Telemedicine: Where Health Insurance Is Going

It’s the time of year for autumn leaves, football and health insurance enrollment.

Expect your health insurance company to push telehealth, also known as telemedicine, as part of the services offered.  Five years ago only 7% of health insurance policies offered the benefit, while today 96% of companies offer it. Patients can get quick and easy access to their health care provider for, on average, $45 or less for a visit. Not only does the insurance industry see the technology as a means of reducing the costs of health care, doctors like it too.

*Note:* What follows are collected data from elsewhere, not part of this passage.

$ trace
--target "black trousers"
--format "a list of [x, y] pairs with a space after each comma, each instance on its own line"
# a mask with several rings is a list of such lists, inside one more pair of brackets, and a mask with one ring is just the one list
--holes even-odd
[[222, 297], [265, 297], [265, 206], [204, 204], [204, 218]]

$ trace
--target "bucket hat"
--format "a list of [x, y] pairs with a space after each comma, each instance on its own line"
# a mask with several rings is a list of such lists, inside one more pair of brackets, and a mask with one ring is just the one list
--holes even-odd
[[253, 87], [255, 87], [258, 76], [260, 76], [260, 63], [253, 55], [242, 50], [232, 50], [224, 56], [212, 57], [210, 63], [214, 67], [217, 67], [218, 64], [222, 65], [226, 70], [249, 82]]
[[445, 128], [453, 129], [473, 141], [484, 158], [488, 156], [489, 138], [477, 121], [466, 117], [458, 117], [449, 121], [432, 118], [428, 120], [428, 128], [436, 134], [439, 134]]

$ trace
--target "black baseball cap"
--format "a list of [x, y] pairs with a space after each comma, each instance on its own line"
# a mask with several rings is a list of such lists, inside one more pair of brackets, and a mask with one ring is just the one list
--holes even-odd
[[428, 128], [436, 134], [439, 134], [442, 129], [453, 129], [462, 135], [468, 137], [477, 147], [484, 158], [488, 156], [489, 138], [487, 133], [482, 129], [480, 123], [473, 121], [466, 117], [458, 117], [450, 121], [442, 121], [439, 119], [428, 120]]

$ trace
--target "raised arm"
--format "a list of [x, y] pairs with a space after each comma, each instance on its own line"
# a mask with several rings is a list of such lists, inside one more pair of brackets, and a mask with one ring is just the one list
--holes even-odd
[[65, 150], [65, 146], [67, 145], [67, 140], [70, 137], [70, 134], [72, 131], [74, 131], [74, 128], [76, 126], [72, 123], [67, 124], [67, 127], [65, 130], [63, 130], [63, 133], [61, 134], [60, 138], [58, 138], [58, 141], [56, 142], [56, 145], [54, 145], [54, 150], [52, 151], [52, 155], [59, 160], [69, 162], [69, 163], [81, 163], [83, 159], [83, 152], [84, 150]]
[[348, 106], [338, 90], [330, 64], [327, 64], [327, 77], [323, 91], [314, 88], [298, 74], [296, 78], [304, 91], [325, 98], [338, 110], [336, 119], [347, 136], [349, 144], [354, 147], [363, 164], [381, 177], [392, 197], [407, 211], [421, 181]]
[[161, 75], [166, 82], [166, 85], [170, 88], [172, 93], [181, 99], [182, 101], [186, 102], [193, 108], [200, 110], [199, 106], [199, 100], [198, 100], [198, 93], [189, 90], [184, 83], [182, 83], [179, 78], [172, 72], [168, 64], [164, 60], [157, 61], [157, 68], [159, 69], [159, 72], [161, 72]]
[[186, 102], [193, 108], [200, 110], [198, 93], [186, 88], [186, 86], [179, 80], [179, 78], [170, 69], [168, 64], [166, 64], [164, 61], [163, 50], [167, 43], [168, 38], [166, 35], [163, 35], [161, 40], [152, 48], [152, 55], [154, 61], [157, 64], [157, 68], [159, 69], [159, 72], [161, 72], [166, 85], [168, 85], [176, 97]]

“It is the future in my opinion,” says emergency room physician and telemedicine specialist Dr. James Langabeer, a professor with the School of Biomedical Informatics at UTHealth. “I think we have the potential to get to double digits of 20—25% of all visits, because it makes sense. It makes sense for so many difference reasons.”

For the patient, he explains, it lowers costs, provides care when and how needed, and improves access to health care for busy professionals and parents who can’t always get away for an appointment at an office.  For providers, it enables doctors and nurse practitioners to see more patients and be more efficient with their time, a critical factor as we face a doctor shortage.  He says many basic ailments like cold or flu, which expose others to germs in a doctor’s waiting room, may best be addressed with telemedicine.  As new technology advances, hooking up patients and doctors with a computer, the original 800-number concept is diminishing.  “That I don’t see as much future for as I do for the use of your cell phone or tablet to access an app that uses video.”  Dr. Langabeer says in many instances the ability of a doctor to see and hear a patient, even remotely, is sufficient to renew some prescriptions or treat some Primary Care illnesses.  He says telemedicine enables doctors to treat more people at a cost and in a manner that benefits everyone.

Rural areas will find the development especially useful.